Handling Multiple Inputs and Outputs

Machine learning engineers often work with multimodal data. E.g., input: image and a text; output: whether the text describes the given image.

Difficult to work with multimodal data.
Vectorize each input with the corresponding feature engineering method.
Concatenate two feature vectors to form one wider feature vector.
E.g., image features $=\left[i^{(1)}, i^{(2)}, i^{(3)}\right]$; text features $=\left[t^{(1)}, t^{(2)}, t^{(3)}, t^{(4)}\right]$; concatenated feature vector $=\left[i^{(1)}, i^{(2)}, i^{(3)}, t^{(1)}, t^{(2)}, t^{(3)}, t^{(4)}\right]$.

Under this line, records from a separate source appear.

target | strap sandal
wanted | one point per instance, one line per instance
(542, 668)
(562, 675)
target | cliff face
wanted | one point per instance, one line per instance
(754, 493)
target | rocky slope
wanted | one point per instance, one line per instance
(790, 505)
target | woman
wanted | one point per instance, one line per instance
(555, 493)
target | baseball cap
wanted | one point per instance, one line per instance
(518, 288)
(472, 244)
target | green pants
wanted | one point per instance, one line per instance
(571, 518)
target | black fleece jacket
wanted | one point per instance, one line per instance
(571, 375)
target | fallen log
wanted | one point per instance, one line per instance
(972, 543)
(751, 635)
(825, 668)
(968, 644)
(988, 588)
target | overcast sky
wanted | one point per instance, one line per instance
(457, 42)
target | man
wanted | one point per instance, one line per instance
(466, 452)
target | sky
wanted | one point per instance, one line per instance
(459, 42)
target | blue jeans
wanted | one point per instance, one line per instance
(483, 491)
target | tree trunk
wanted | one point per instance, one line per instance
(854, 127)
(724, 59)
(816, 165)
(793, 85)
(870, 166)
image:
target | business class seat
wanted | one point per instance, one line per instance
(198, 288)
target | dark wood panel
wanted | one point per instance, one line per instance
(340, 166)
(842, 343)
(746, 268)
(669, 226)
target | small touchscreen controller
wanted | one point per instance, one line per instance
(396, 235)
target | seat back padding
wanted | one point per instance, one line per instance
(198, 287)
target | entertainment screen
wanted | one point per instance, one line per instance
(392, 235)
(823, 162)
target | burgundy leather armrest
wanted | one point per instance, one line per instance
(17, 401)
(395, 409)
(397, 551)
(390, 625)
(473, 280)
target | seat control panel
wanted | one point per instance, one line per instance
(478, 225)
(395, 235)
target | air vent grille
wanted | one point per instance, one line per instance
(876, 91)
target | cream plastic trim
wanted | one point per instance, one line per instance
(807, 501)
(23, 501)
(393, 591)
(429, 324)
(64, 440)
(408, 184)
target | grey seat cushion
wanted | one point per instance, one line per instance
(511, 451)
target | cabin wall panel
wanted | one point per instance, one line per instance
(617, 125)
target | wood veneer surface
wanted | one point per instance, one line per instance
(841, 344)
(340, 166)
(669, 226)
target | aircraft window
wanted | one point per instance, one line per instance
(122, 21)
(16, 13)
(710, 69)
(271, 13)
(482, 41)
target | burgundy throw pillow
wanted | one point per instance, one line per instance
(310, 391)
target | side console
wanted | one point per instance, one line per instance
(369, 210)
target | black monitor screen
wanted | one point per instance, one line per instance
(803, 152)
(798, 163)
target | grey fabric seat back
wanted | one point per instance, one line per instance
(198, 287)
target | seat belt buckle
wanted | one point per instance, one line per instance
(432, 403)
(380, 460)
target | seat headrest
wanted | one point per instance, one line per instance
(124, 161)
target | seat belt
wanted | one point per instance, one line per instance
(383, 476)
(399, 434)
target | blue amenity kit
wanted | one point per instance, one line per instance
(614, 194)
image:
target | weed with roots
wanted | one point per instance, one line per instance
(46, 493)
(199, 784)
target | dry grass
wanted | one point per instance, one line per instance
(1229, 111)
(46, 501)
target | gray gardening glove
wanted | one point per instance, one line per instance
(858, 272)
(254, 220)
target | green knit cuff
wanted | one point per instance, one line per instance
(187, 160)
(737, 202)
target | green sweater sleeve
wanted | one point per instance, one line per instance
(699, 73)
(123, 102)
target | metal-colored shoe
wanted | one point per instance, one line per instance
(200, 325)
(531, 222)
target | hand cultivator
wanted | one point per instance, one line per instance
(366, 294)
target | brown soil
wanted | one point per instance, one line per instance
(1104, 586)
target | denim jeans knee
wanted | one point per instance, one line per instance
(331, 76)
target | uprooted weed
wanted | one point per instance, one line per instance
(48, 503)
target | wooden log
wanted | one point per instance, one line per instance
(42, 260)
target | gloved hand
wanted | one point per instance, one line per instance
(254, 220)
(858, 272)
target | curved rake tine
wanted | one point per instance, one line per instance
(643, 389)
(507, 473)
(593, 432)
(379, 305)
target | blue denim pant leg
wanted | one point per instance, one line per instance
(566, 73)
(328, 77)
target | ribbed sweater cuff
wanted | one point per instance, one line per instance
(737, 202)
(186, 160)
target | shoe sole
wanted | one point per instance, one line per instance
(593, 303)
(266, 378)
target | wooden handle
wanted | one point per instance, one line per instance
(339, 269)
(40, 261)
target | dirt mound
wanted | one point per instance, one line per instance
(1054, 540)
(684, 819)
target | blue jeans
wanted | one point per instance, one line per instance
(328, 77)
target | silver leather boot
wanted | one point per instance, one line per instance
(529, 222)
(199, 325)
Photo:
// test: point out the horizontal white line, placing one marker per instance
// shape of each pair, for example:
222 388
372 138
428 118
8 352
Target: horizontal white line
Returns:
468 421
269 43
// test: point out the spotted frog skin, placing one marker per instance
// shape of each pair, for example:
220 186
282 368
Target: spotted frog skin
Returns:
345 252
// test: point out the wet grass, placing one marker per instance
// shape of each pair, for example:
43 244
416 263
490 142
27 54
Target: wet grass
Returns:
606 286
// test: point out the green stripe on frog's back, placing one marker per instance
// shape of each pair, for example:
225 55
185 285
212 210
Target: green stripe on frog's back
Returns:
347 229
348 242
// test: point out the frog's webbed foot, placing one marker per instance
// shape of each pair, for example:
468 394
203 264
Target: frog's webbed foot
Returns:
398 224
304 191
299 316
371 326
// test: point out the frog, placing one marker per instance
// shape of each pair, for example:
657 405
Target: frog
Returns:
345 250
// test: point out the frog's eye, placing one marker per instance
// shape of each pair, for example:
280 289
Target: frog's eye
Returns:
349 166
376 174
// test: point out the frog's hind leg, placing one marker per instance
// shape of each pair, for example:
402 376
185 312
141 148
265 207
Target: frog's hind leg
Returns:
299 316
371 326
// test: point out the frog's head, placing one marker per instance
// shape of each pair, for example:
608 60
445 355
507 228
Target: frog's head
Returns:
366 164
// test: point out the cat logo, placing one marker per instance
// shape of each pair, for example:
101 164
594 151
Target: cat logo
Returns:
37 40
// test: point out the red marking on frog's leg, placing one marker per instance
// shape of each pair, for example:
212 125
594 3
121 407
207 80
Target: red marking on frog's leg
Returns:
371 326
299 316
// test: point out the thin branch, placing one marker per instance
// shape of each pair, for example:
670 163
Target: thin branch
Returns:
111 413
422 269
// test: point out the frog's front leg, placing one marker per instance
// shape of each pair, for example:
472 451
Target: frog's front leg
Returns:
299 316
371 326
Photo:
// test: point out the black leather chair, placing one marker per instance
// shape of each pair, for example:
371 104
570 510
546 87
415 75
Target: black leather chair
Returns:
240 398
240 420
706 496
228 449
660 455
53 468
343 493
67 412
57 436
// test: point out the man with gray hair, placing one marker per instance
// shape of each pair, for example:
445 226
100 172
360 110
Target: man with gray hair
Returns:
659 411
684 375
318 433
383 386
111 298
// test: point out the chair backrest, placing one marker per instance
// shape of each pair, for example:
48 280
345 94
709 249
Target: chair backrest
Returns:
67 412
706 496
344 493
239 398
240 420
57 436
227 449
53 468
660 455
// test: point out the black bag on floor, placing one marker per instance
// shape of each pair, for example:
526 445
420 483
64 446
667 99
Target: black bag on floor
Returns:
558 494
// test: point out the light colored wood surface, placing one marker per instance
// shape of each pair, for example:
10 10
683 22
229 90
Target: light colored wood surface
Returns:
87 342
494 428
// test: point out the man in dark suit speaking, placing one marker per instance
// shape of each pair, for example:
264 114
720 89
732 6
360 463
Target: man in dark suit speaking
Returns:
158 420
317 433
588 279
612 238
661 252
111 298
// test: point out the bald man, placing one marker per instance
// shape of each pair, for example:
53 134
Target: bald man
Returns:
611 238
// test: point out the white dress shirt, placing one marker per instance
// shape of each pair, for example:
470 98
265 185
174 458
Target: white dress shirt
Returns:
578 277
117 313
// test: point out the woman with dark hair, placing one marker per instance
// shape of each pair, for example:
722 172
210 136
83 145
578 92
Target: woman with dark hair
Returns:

We can build two subnetworks, one for each input type.
CNN subnetwork reads the image, while an RNN subnetwork reads the text.
The last subnetwork layer is an image (CNN) and a text (RNN) embedding.
Concatenate the two embeddings and add a classification layer (softmax or logistic sigmoid) on top of the concatenated embeddings.
Neural network libraries provide simple-to-use tools that allow concatenating or averaging layers from several subnetworks.
We want to predict multiple outputs for one input.
Use a multi-label/multi-class classification problem:
Multi-label: labels are monomodal and independent, e.g., [cat, dog, rabbit] or the tags in social media posts [AI, Deep Learning, ML].
Multi-class: labels are monomodal and interdependent, e.g., [red, green, circle, line]. We enumerate and label all the combinations of the labels, e.g., [green circle, red line, etc.].
Warning: multi-class works grow exponentially with # of labels.
Use a subnetwork that works as an encoder:
Outputs are multimodal and their combinations cannot be effectively enumerated
E.g., detecting an object on an image, returning its coordinates + description tag.
We read the input image using N convolution layers.
The encoder’s last layer is the image embedding.
We add two subnetworks on top of the embedding layer, each taking the embedding vector as input and predicting the coordinates of the object, and the tag

Multimodal Neural Network architecture.

First subnetwork (coordinates):

Takes the embedding vector as input.
Has a ReLU last layer to predict coordinates as positive real numbers.
Use the mean squared error cost C1.
Alternatively the coordinates can be in the range [0,1], last layer has four logistic sigmoid outputs + average four binary cross-entropy cost functions for Second subnetwork (tags):
Takes the same embedding vector as input.
Predicts the probabilities for each tag.
Has a Softmax last layer for multiclass classification.
Uses the averaged negative log-likelihood cost C2 (also called cross-entropy cost).,
Might solve a multi-label classification problem (in which case it would also have several sigmoid outputs and average several binary cross entropy costs, one per tag).
We want accurate predictions of both the coordinates and the tags.
It is impossible to optimize two cost functions at once. By trying to improve one, we risk hurting the other one, and vice-versa.
Add another hyperparameter $\gamma$, in the range $(0,1)$, and define the combined cost function as $\gamma \times \mathrm{C} 1+(1-\gamma) \times \mathrm{C} 2$.
Tune the value for $\gamma$ on the validation data, just like any other hyperparameter.